Vandaag krijgen we een nieuwe in de klas. Straks komt meneer Stemmens ‘m brengen. Ik vraag me af waar ie vandaan komt. Onder Geschiedenis, hè? Juist ja. Nou, ik ben benieuwd.
Gatverdamme, dit haat ik dus. In deze gang zit mijn toekomstige klas ergens. Kut zeg, wat ben ik zenuwachtig. Die vent zegt ook niet veel. Wat gaf hij ook al weer? O ja, geschiedenis. Niet mijn beste vak, maar goed.
Hela mannen! Zet u eens allemaal onmiddellijk op uw stoel! Als jullie zo doorgaan hebben jullie straks allemaal een uur strafstudie! De rust keerde snel weer terug in de klas. Achter de oude, houten tafeltjes zaten de kinderen muisstil op hun stoelen. Ze wisten wat er ging gebeuren. De nieuwe kwam. “Mannen, ik wil dat jullie je straks netjes gedragen als meneer Stemmens komt. Dus geen ge..” De lerares werd onderbroken door een klop op de deur. De deur ging open en meneer Stemmens keek om het hoekje. “Mogen we binnen komen, juffrouw?” vroeg hij met een guitige glimlach op zijn gezicht. Hij duwde de deur open en stapte de klas in. En achter hem aan stapte het nieuwe kind naar binnen.

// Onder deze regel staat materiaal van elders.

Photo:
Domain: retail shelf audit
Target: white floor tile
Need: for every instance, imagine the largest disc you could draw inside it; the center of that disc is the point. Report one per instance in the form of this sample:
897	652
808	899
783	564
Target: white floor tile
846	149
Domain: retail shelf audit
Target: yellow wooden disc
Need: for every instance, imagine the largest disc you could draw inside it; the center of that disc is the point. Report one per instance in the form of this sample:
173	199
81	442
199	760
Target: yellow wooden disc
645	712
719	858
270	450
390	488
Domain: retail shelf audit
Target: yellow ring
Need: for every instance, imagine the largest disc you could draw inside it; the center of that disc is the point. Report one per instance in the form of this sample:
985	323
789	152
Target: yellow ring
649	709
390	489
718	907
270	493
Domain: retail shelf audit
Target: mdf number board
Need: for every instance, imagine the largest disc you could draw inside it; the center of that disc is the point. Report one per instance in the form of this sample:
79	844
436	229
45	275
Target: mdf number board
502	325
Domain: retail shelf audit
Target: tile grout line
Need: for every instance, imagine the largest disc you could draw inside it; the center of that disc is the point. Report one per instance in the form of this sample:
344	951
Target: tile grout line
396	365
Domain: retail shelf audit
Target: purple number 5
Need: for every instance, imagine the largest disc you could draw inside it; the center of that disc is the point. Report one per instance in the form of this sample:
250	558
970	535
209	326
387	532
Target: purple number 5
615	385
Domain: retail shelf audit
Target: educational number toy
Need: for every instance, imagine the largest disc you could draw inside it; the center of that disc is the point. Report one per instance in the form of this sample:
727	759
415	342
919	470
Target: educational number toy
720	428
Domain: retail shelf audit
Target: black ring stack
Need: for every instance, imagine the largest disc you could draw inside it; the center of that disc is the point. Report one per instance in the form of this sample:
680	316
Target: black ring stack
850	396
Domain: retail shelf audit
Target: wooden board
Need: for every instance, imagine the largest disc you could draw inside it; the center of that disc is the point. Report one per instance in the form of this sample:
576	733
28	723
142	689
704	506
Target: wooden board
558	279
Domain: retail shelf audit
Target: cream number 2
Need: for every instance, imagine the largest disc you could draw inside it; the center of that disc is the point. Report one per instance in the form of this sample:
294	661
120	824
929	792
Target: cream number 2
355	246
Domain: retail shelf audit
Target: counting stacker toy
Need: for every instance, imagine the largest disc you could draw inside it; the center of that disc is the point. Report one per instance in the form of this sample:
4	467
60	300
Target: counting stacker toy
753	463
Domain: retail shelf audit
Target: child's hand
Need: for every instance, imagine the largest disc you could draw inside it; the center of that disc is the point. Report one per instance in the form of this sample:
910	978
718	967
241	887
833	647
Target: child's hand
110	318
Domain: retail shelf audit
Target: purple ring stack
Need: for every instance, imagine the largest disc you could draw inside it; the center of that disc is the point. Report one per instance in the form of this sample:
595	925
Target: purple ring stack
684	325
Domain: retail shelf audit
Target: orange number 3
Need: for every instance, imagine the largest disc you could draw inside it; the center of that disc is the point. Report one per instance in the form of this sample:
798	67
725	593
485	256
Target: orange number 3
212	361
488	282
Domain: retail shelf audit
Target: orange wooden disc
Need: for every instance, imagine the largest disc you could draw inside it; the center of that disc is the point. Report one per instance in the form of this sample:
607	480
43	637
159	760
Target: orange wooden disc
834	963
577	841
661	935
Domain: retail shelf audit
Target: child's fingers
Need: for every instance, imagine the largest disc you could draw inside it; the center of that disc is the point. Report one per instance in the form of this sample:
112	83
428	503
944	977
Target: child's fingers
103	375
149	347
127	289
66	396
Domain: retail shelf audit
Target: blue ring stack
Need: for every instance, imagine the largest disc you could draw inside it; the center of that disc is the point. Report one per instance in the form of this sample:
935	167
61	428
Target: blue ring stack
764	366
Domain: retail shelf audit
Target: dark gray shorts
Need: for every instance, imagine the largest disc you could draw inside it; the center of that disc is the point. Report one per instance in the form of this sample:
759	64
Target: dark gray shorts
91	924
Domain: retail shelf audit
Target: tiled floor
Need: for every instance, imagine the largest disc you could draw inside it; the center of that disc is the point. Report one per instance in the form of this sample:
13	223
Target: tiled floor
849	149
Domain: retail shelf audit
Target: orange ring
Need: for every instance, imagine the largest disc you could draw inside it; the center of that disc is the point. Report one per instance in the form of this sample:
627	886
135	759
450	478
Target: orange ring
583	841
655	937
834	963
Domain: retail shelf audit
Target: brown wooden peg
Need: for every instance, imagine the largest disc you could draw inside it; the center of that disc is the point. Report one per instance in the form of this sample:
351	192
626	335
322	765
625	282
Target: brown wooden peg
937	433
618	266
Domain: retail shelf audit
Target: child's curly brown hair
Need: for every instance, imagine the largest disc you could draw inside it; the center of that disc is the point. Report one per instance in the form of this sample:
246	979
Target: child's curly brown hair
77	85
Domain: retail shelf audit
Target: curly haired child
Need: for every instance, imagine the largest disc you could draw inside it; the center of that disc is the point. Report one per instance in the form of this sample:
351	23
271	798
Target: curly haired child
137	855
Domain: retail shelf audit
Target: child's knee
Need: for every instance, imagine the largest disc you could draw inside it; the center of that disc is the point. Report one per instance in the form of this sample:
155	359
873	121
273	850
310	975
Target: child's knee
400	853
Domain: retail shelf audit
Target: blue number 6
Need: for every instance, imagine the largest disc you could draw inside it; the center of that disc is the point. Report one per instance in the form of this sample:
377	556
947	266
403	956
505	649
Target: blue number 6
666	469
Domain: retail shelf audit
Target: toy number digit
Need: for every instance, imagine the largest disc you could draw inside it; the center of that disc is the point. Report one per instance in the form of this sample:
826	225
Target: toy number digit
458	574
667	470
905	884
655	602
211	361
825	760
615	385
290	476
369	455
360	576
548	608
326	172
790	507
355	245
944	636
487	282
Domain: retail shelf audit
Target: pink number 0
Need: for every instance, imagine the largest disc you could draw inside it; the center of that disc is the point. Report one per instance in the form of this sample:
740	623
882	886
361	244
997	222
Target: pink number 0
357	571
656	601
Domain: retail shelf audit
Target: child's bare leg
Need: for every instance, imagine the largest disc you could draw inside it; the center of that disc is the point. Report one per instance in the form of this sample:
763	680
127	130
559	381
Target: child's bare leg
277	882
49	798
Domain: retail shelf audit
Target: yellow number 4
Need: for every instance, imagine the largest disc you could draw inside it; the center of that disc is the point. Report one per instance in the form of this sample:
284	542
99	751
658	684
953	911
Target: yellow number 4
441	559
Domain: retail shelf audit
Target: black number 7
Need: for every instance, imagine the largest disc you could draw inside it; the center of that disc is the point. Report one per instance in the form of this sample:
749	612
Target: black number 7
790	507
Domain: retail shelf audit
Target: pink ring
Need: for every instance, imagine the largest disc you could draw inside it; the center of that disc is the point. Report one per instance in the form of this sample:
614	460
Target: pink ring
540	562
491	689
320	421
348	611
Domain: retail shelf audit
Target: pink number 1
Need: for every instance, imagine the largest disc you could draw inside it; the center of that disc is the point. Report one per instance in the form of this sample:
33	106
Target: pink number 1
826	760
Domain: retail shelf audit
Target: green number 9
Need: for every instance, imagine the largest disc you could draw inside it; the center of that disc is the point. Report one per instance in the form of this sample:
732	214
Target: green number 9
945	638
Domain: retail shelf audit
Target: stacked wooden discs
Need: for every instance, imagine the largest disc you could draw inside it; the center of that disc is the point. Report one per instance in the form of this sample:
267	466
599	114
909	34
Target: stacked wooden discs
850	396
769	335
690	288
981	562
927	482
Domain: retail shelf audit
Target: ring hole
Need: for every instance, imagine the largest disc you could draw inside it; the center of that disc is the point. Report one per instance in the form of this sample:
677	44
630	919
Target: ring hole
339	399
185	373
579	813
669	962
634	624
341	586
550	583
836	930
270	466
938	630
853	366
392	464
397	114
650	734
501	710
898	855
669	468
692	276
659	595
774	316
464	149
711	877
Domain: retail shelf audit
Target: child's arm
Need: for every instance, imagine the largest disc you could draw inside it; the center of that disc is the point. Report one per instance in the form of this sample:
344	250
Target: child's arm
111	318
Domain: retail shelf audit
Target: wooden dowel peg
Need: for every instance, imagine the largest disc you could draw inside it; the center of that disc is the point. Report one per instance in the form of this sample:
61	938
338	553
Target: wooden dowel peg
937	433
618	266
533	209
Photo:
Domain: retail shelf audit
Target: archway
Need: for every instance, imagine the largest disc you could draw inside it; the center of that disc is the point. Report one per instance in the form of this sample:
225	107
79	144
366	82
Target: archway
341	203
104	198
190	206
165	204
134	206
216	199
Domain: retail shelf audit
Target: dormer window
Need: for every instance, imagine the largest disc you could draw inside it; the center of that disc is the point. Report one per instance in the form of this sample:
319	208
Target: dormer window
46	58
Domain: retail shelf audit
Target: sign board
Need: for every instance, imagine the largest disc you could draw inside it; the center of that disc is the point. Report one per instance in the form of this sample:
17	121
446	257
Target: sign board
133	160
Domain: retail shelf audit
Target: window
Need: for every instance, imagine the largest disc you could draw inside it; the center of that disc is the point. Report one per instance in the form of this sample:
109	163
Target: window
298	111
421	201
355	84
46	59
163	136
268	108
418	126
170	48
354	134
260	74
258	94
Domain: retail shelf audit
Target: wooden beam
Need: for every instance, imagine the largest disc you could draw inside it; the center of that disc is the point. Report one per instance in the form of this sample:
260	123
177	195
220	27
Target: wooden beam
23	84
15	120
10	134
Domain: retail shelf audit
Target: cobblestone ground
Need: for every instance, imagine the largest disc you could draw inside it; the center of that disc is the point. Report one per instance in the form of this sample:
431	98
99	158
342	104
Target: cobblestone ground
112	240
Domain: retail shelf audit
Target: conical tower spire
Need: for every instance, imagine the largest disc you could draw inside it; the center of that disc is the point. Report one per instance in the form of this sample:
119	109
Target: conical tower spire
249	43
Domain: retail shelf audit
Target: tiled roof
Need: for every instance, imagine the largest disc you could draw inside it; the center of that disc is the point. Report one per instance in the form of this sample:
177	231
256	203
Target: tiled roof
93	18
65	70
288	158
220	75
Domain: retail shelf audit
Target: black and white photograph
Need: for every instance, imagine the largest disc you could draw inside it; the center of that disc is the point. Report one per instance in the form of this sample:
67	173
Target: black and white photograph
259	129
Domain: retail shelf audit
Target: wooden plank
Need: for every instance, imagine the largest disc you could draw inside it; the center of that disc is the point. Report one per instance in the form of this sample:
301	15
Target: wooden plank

De zenuwen gieren door mijn keel. Ik kan mijn hart in mijn handen voelen kloppen. Onder mijn rugzak en mijn kleren voel ik een straaltje zweet tussen mijn schouderbladen lopen. Op het moment dat de leraar op de deur klopt verman ik me. Een goede eerste indruk begint met een zelfverzekerde blik. Een zenuwachtig klein meisje trekt niemand aan. “Mogen we binnenkomen, juffrouw?” klinkt het. Wat een slijmbal. Maar goed, daar gaat ie dan.
Alle ogen zijn gericht op dat vreemde kind. Van onder tot boven werd ze bestudeerd, van top tot teen. “Mannen, dit is ze dan, de nieuwe leerling. Ik wil dat jullie haar met open armen ontvangen, zodat ze zich snel thuis zal voelen.
En nu ging het komen. Ik moest iets over mezelf vertellen. “Nou, ik ben dus de nieuwe. Mijn grote hobby is muziek spelen en luisteren. In mijn vrije tijd kijk ik ook televisie, zit ik op internet of ga ik uit met mijn vrienden.”
Ik zag de reactie. Zoiets dergelijks had ik verwacht, maar niet zo erg. Dat ze het dénken okee, maar dat ze het zo duidelijk zouden laten merken vond ik gemeen. De jongen in het midden van de klas sloeg van ergernis zijn handen hard op de tafel en keek verontwaardigd in het rond. Ik hoorde van verschillende kanten een zacht gevloek, en vele zuchten ontsnapten uit vele monden.
Mijn eerste gedachte was: Wat een eikels.
De zenuwen kwamen weer terug, en de prop in mijn keel werd groter. Mijn nederlandse accent had mijn afkomst veraden.
Ik ben anders. Helaas voor hen, gelukkig voor mij?